Edebiyatımızın ilginç yönlerinden biri de, en önemli simalardan çoğunun yabancı dil bilmemesi... Yaşar Kemal, Orhan Kemal, Aziz Nesin ve Fazıl Hüsnü Dağlarca, bunların başında geliyor. Yabancı dil bilseler, eserleri zenginleşirdi, Yaşar Kemal belki de kendine Nobel’i kazandıracak geniş boyutları kazanırdı, gibi iddialar öne sürülebilir. Buna karşılık, denebilir ki, bilselerdi ister istemez dış ülkelerin edebiyatının etkisi altında kalıp özgün eserler veremeyebilirlerdi. Ne var ki kimisi yabancı yazarları doğrudan doğruya okuyup öz değerleriyle izlemek yerine, dolaylı olarak, çevirilerden (hem de birçoğu bozuk ve cılız olan çevirilerden) okuyor, yanlış anlıyor. Kaldı ki, Borges, Fuentes, Llosa ve başkaları, İngilizce ve Fransızca orijinalleri okudular da taklit eserler vermek zorunda mı kaldılar?
Bizdeki sorun, değişik: Edebiyatımızın kültür, bilgi, mitoloji çerçevesini genişletmek, kesin bir gereklilik olmuştur. Şiirlerimizi içgüdüyle, romanlarımızı el yordamıyla yazıyoruz. Genellikle bize bu kadarı da elverir; büyük boyutlar bizim okuru sıkar; sanatçı, okurun ötesine yönelmemelidir, der gibiyiz. Dış ülkelerin edebiyatıyla ilgilenmeyen bazı şair ve yazarlarımız, kendilerini tekrar edip duruyorlar. İlgilenenlerden, hatta iyice izleyenlerden birçoğu, işin kolay tarafına kaçıp yüzeysel özellikleri çabucak aktarıyorlar. Bu yüzden, tembellikle el çabukluğu arasında bocalayıp duruyoruz.
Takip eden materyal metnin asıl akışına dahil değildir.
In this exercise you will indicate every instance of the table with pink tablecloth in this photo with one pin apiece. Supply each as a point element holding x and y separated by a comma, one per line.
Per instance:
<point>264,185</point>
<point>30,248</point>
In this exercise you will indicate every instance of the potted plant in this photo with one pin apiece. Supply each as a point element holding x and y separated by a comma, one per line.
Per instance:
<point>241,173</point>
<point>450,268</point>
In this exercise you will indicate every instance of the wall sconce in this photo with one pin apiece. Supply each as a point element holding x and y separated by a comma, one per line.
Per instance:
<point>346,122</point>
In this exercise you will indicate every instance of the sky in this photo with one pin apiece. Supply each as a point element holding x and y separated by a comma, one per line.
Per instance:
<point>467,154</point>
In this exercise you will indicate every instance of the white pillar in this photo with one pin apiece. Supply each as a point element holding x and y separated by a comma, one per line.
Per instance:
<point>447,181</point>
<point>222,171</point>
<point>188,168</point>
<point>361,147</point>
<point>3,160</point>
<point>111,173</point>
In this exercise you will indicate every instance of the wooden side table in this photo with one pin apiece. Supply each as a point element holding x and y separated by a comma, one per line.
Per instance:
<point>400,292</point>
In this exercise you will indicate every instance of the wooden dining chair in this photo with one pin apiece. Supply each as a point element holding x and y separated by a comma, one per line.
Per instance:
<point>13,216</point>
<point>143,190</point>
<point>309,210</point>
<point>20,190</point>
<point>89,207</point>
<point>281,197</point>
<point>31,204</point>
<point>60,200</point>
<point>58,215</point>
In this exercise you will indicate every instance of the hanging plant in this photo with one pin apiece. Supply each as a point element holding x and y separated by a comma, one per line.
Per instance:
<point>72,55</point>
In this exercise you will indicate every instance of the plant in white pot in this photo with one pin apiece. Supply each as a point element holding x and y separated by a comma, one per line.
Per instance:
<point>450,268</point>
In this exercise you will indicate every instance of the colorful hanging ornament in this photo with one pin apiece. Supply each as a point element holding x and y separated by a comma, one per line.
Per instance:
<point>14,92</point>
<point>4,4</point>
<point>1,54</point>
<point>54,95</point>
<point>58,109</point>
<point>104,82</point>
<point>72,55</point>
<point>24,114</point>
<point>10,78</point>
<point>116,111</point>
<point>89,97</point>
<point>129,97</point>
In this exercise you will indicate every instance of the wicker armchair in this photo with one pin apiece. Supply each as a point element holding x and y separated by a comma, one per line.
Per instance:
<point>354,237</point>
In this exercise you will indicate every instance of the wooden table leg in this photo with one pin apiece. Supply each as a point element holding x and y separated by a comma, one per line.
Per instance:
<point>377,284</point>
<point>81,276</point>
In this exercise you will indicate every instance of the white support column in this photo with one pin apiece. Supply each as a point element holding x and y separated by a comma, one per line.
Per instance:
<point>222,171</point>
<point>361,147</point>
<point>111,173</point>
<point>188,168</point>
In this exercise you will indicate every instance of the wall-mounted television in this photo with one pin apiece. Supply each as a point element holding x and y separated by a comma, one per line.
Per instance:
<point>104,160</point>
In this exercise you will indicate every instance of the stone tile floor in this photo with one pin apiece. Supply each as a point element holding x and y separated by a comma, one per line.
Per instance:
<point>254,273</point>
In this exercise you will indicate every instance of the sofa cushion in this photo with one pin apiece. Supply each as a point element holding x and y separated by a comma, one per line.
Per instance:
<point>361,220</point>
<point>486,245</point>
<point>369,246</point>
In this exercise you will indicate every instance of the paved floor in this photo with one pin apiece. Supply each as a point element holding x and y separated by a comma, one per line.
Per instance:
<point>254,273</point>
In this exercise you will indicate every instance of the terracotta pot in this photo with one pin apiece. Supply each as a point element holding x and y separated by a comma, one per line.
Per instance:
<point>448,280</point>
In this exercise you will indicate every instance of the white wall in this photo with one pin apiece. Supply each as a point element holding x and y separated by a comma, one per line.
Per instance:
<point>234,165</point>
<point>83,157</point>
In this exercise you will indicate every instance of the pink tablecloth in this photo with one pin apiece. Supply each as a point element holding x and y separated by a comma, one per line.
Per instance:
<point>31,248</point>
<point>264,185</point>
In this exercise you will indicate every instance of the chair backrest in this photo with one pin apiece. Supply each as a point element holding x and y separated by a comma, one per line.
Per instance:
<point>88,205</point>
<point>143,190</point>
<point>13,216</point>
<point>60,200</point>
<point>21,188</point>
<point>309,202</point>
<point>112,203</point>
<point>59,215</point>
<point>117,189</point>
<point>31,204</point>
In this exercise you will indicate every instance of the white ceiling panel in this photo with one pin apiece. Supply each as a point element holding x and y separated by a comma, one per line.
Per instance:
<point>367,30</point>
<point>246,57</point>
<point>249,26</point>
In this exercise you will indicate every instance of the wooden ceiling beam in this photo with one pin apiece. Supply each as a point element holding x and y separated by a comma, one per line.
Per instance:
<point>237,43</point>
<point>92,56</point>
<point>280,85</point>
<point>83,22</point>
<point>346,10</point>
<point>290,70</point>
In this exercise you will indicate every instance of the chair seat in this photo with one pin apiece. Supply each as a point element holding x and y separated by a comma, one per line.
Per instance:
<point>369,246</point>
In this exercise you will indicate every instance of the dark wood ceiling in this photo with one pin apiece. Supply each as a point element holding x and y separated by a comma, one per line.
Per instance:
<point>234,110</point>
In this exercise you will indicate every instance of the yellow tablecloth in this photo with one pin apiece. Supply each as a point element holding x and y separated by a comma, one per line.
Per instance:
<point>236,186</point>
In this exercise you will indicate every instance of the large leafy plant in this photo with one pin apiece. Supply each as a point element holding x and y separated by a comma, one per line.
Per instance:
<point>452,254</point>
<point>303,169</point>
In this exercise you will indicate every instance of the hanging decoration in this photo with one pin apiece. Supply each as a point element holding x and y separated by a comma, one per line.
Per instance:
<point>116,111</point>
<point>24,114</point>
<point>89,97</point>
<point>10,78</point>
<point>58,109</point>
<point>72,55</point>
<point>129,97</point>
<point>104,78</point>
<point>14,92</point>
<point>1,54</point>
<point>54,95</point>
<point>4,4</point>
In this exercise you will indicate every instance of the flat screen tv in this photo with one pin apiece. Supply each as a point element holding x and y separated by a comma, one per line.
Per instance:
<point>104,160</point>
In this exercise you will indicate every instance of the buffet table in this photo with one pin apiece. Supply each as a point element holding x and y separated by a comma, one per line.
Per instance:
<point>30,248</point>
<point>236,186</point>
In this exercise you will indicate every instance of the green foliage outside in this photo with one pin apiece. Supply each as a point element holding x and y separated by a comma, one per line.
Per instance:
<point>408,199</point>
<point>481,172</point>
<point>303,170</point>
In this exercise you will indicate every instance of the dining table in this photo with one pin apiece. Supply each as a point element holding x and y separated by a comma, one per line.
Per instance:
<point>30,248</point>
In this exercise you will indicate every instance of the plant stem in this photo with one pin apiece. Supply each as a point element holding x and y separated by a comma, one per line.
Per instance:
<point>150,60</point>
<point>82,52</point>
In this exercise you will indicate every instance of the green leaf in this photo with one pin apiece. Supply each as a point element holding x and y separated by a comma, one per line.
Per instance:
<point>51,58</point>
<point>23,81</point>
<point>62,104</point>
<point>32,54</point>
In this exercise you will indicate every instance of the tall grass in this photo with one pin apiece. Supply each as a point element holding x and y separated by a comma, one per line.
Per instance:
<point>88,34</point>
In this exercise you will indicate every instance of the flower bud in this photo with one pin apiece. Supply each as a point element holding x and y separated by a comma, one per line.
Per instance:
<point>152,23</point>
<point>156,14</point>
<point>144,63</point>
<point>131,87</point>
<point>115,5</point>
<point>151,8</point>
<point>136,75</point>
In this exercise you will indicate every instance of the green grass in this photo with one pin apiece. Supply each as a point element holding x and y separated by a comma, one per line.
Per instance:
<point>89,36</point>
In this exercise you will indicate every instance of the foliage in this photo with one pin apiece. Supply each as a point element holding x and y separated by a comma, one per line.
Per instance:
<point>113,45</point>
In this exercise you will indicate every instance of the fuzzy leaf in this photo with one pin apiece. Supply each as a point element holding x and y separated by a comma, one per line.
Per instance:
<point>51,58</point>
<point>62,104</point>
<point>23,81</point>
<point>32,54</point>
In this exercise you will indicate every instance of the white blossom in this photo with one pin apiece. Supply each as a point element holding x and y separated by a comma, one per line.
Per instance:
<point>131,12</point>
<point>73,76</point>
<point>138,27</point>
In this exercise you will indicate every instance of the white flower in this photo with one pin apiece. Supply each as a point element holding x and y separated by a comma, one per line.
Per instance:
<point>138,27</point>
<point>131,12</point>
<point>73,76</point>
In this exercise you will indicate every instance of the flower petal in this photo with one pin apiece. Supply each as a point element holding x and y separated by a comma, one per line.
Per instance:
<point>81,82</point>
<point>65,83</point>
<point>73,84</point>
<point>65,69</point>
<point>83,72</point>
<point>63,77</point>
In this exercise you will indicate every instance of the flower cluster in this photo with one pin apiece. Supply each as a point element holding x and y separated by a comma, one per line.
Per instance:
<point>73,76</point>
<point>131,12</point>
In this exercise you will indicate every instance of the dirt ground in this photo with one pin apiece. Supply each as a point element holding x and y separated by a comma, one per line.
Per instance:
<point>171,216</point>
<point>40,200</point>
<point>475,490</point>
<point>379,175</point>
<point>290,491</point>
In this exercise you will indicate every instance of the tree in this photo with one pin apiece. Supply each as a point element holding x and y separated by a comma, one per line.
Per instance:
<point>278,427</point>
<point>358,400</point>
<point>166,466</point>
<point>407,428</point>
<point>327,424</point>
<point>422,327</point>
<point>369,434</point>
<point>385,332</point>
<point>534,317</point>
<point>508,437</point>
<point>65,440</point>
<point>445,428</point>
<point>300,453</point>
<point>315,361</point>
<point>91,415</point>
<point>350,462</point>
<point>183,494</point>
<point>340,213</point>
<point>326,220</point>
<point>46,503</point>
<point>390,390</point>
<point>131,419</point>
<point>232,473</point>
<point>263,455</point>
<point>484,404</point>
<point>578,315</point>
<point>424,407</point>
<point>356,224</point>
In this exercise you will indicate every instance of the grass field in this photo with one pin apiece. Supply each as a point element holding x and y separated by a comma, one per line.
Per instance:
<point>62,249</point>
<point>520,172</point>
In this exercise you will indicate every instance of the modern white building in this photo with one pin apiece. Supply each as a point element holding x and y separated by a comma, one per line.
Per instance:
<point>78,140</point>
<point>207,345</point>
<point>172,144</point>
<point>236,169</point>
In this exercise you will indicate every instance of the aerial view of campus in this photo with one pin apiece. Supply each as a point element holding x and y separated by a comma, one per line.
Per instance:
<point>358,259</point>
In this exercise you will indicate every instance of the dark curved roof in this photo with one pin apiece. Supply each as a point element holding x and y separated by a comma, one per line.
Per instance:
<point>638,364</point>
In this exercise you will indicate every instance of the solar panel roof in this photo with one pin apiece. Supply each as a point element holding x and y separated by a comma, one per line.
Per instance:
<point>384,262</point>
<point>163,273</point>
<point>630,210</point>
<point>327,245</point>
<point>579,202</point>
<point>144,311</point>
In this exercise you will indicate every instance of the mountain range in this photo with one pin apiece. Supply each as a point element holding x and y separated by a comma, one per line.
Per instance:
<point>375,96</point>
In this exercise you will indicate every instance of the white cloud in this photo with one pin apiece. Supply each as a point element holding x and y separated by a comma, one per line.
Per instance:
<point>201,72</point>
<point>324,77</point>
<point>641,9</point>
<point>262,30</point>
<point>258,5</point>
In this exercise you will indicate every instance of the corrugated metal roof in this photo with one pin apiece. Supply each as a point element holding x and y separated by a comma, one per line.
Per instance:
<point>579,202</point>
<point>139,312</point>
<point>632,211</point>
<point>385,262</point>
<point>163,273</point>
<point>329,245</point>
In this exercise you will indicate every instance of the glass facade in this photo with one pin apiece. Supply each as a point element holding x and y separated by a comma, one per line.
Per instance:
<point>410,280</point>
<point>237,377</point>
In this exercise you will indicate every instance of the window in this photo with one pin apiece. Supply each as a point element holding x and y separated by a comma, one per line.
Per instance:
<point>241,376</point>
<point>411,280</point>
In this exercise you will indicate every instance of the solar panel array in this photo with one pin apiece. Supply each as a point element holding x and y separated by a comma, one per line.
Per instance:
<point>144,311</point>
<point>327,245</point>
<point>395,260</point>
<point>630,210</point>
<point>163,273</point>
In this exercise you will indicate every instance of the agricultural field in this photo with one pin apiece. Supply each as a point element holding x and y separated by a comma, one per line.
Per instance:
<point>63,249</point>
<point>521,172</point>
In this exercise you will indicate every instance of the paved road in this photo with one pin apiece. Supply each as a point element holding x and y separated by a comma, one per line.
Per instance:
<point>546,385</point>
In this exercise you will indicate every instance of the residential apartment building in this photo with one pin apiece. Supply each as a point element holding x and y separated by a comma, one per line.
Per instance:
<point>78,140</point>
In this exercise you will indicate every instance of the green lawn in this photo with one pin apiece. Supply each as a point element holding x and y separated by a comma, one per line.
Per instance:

Büyük ünlülerden kimisi hiç okumuyor, kimisi az okuyor, kimisi yalnızca kendine benzeyenleri beğenmek ve benzemeyenleri kötülemek için okuyor, kimisi ise yabancı eserleri yasak savma gibilerden üstünkörü gözden geçiriyor, kimisi kurnazca apartmak için...
Edebiyatımız, yararlı dersler de okutan bir okul...
Sanırım, o okulun öğretmenleri de, öğrencileri de tatil veya hastalık dolayısıyla, canla başla okusalar iyi olacak.
Uzun bir süre, az okuyarak çok yazdık. Sığ kıyılardan uzaklara yönelmek günü geldi.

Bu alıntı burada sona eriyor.